The King can no longer remain as head of the government (Chairman of the Council of Ministers). The King should appoint a politically and constitutionally 'correct' personality as prime minister to form such a government. It should be composed of competent and untarnished politicians (from all major parties that wish to participate) and accomplished technocrats. Its assignment will be to restore peace as soon as possible (which the present government has failed to do) and to hold parliamentary elections in the foreseeable future or within a year. The present government is not equipped to do so.
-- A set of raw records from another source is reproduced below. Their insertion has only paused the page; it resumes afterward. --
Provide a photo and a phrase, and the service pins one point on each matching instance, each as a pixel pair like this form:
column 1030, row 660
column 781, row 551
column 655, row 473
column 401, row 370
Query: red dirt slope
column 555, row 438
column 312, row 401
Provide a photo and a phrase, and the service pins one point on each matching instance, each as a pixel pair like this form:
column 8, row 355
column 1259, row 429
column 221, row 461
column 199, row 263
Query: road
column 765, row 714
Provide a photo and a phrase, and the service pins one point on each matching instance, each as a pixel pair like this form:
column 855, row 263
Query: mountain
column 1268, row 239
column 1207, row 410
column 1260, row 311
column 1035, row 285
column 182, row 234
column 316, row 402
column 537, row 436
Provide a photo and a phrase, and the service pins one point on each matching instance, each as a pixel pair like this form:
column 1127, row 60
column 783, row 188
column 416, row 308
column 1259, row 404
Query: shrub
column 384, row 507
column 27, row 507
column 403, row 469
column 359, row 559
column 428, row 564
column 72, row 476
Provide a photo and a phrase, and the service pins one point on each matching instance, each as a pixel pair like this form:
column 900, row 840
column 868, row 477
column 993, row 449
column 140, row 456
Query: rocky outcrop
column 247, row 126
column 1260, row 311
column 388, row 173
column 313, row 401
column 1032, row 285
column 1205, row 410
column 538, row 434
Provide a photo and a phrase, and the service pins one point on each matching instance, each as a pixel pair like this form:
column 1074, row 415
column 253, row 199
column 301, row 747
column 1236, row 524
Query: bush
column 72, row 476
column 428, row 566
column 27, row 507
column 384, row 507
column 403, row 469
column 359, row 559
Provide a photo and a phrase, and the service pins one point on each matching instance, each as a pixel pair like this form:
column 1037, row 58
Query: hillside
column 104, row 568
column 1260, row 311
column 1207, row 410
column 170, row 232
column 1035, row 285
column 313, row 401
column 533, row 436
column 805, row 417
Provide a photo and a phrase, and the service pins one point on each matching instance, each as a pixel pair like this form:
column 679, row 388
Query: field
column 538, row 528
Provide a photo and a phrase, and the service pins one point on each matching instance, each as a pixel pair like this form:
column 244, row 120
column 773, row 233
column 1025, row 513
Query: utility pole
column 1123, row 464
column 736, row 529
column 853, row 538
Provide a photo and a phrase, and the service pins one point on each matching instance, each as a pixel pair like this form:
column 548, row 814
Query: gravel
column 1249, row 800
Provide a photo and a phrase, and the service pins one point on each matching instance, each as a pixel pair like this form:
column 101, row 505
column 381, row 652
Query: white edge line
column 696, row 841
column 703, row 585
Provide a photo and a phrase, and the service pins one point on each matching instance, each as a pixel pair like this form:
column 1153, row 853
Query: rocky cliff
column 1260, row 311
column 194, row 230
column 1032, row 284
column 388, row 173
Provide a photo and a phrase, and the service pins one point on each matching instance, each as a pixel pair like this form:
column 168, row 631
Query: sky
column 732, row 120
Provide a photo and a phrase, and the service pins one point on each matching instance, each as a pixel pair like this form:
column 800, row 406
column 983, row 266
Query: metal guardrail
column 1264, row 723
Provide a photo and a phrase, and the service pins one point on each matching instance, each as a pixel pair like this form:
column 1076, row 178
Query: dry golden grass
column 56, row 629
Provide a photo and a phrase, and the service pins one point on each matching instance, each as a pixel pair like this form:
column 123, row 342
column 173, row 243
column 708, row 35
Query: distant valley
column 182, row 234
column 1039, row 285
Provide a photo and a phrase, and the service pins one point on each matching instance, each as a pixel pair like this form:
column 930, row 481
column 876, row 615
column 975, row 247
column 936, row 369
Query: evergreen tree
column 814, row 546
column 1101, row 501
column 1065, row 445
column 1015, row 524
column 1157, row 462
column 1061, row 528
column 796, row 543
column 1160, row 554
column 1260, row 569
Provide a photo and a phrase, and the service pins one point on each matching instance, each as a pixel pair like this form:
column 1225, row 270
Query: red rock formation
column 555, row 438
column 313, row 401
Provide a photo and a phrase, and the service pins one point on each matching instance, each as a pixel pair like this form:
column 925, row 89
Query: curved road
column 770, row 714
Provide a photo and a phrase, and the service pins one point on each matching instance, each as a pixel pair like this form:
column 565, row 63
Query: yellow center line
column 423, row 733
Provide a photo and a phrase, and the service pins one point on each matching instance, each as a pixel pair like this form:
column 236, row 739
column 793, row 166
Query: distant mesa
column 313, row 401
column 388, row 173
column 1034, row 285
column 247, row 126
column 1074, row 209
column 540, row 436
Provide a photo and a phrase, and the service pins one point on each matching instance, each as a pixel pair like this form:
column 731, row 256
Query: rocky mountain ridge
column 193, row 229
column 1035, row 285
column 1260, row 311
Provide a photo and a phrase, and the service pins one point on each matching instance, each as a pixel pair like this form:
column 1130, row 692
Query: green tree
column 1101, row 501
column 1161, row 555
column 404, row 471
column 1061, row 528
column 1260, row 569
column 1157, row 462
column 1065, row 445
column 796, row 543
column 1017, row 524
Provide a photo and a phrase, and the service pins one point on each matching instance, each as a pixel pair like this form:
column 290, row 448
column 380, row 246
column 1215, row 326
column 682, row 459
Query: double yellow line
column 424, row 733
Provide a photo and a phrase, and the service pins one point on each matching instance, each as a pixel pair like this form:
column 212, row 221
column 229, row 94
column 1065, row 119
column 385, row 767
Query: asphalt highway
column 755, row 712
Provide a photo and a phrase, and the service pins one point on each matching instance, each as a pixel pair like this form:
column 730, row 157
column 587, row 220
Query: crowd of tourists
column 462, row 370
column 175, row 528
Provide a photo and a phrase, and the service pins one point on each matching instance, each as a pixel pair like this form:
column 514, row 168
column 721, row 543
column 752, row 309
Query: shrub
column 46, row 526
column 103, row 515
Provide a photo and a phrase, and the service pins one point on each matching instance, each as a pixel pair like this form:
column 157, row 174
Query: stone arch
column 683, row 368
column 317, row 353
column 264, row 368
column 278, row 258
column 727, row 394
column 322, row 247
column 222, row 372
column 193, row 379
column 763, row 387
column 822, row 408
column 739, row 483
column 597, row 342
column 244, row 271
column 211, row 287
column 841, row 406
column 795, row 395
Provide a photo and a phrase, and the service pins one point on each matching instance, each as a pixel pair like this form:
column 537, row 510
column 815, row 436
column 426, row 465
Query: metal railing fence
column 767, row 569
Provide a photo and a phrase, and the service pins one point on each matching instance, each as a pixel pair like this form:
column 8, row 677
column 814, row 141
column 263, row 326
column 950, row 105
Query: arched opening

The elections must not only be free and fair, the participation must be such that they enjoy international recognition. Let us not forget the fiasco of the municipal elections!

It is incumbent on moderate political leaders and 'thinking' generals to impress upon the King that a change of direction is the need of the hour. Above all, the role of the top brass of the RNA will be crucial.

The sly agitating leaders have already started wooing the police and army.

The RNA has to enforce the 'unified command' with full power. And since it will bear the brunt of the people's wrath, if things go wrong, nationalistic-minded generals have to impress upon the King that he has to act swiftly to seek a political solution to the on-going agitation — the only viable course. The days of the royal sycophants are numbered in any case. The generals have to act in the national interest and start thinking strategically and in the long-term.

After having lost our way in the dark jungles of 'unreason', we have to find the main route to the summit of understanding!